Since the past couple of years, the insurance industry regulator Irda has been coming up with regular guidelines that have helped consumers immensely. One of such initiative was introduced in September 2010, where the commission on ULIPs was drastically reduced, making them a good investment option. And this is around the time when agent’s stopped selling Ulips and picked up traditional plan, which are a non effective corpus building plan for the consumer.
Due to this dramatic change in the scenario, insurers were forced to offer Ulips which were low on cost and high on returns (since majority premium was invested in markets) to the consumers through an alternate means of distribution, ie, online. But considering the risky nature of a Ulip investment, the consumers found themselves lost in a maze of products, all of which stated that they were the best for them. If I look at the market today, there are four major types of Ulips available:
a.Standard Ulips with allocation charges sold by agents
b.Ulips which could be bought online with low or 0 per cent allocation and other charges. Because of low distribution margin, distribution channels don’t push these products.
c.Ulips which offered capital guarantee, i.e., they assured the policyholder to return the capital invested by him, less of any charges
d. Ulips with highest NAV guarantee, ie, the companies would calculate the maturity returns basis the highest NAV recorded a certain set of time as declared in the policy
Within this four types there are about 500 odd ULIPs and for a customer to choose a better one could be a daunting task. Here are a few steps which could help you:
a. For savings, we need to look at Ulip with a non-guaranteed return plans, in case, the policyholder is below 40 years of age. Or else, for a policyholder above the age of 40 years, should choose for a guaranteed return plans.
b. For corpus building, a traditional Ulip with no guarantee
c. For a retired person a Ulip with guaranteed return is a good option
Premium to be paid
Insurance is a long term contract ranging from anywhere between 10 years to 30 years. Most plans require you to invest regularly as long as your policy term. A policyholder can surrender the policy in case of a financial crunch. But it is always not advisable to stop paying your premium.
Charges and options
What are the charges under the plan, lower the charges higher the return.

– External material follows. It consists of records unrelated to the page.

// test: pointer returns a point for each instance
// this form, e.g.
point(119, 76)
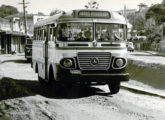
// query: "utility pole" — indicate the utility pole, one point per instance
point(24, 16)
point(162, 31)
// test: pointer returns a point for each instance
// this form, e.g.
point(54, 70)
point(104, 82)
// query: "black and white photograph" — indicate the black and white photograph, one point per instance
point(82, 60)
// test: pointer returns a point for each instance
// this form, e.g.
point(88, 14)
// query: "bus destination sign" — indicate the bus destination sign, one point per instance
point(94, 14)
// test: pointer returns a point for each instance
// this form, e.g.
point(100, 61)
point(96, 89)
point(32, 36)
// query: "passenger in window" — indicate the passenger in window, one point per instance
point(80, 37)
point(87, 35)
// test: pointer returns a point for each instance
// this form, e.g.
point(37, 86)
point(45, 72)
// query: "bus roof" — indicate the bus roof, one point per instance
point(84, 15)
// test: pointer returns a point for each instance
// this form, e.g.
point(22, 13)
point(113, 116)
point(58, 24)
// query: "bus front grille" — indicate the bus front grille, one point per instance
point(94, 60)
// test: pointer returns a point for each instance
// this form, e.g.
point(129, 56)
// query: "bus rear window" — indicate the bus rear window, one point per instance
point(75, 32)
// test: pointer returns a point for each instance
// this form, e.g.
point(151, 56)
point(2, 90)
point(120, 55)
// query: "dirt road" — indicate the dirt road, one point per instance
point(27, 100)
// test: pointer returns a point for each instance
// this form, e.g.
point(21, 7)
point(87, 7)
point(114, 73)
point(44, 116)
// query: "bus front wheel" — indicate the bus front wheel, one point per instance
point(114, 87)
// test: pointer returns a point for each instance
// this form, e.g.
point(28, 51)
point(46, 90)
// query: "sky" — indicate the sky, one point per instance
point(46, 6)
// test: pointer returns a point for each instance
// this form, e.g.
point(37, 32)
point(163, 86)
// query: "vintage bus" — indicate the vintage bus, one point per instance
point(28, 49)
point(83, 46)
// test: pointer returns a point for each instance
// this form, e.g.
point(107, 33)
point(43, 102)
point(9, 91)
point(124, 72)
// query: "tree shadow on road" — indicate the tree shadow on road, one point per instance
point(11, 88)
point(16, 61)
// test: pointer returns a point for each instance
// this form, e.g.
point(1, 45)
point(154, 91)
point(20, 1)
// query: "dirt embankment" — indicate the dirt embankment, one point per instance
point(152, 74)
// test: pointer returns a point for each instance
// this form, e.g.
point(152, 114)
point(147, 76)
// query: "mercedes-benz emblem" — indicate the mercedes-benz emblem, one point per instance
point(94, 61)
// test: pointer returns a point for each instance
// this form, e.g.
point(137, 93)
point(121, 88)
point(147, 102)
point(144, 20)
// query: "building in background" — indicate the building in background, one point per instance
point(12, 32)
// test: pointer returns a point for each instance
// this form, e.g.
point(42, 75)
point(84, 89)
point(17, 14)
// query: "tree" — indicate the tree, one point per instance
point(40, 13)
point(92, 5)
point(54, 12)
point(156, 12)
point(6, 10)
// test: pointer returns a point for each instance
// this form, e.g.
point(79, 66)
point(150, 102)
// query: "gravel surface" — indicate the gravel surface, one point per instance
point(32, 102)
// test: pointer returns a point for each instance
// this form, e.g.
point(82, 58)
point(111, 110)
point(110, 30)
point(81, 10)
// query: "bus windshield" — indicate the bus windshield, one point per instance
point(75, 32)
point(109, 32)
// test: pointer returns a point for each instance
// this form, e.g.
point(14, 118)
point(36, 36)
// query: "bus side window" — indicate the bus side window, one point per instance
point(50, 33)
point(54, 34)
point(44, 34)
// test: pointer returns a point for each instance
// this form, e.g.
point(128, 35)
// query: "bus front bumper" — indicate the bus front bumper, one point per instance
point(99, 78)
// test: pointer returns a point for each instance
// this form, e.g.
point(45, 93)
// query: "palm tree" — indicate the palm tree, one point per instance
point(93, 4)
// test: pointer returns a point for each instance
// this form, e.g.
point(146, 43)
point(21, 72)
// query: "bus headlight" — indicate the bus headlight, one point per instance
point(67, 63)
point(119, 62)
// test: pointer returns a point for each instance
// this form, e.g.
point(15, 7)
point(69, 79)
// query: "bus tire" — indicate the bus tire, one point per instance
point(41, 81)
point(114, 87)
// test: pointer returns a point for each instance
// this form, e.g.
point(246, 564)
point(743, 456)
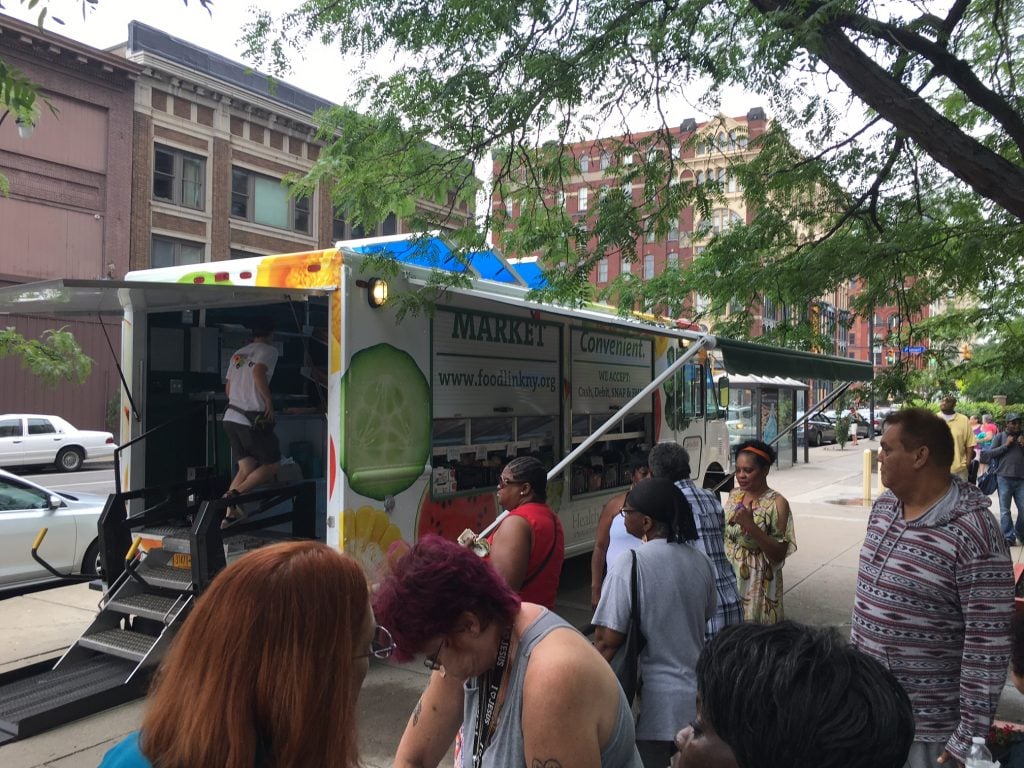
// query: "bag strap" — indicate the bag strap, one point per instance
point(634, 594)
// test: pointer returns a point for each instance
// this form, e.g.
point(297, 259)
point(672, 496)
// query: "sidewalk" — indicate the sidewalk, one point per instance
point(820, 578)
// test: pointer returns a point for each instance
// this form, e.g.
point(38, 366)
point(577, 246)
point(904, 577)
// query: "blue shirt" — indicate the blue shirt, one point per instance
point(126, 755)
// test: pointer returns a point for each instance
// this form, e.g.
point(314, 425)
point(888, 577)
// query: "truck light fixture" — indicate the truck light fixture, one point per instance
point(377, 292)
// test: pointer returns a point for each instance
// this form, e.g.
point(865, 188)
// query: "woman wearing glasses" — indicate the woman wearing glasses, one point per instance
point(528, 547)
point(525, 687)
point(677, 596)
point(266, 670)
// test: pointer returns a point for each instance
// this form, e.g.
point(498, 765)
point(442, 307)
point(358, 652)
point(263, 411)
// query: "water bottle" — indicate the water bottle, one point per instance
point(979, 756)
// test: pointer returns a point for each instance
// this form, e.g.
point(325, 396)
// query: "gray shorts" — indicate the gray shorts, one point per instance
point(250, 443)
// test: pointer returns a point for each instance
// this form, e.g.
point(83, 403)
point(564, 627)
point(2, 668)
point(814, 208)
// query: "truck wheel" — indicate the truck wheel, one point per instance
point(70, 460)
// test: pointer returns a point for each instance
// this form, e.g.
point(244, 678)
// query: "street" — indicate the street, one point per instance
point(819, 584)
point(96, 478)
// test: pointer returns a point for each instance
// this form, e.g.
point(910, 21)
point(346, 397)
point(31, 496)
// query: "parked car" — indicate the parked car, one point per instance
point(881, 412)
point(819, 429)
point(861, 422)
point(28, 439)
point(71, 545)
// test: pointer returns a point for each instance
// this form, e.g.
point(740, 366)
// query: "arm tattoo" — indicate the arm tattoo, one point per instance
point(416, 713)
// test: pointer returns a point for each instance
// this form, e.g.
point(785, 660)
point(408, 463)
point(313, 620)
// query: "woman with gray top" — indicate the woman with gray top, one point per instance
point(677, 596)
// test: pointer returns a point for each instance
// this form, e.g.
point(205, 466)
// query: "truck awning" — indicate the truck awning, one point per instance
point(749, 357)
point(108, 297)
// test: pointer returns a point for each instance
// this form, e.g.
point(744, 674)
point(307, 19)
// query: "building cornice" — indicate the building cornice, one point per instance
point(44, 46)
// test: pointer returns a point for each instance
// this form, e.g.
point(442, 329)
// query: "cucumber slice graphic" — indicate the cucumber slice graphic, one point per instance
point(385, 407)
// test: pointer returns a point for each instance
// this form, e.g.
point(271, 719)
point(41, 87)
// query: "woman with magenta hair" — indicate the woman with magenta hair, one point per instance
point(759, 534)
point(266, 670)
point(526, 688)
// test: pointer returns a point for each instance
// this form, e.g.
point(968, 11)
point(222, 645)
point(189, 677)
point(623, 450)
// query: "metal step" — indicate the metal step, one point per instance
point(144, 604)
point(165, 577)
point(122, 643)
point(55, 688)
point(174, 539)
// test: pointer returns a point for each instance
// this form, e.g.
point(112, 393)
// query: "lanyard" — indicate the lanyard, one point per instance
point(492, 683)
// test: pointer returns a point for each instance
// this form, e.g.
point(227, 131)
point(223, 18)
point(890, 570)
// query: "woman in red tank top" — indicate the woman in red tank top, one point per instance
point(528, 547)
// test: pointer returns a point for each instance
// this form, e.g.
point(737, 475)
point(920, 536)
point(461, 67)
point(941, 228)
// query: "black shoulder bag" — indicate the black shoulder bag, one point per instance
point(626, 663)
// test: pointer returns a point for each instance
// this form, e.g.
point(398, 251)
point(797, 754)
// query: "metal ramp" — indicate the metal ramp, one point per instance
point(150, 598)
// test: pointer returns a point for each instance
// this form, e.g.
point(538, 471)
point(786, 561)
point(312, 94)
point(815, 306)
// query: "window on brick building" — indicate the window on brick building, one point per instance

The current NAV of the plan and the type of fund options available. Although currently investment performance is not measured while investing in insurance, a customer must check the same vs benchmark. Usually MF customers review fund managers creditability and previous performance of fund, while insurance we usually over-look this, but I will advice customers to review the same.
These 4 simple steps would surely help a consumer to narrow down the list of searches and choose plans which are low on cost and high on efficient returns.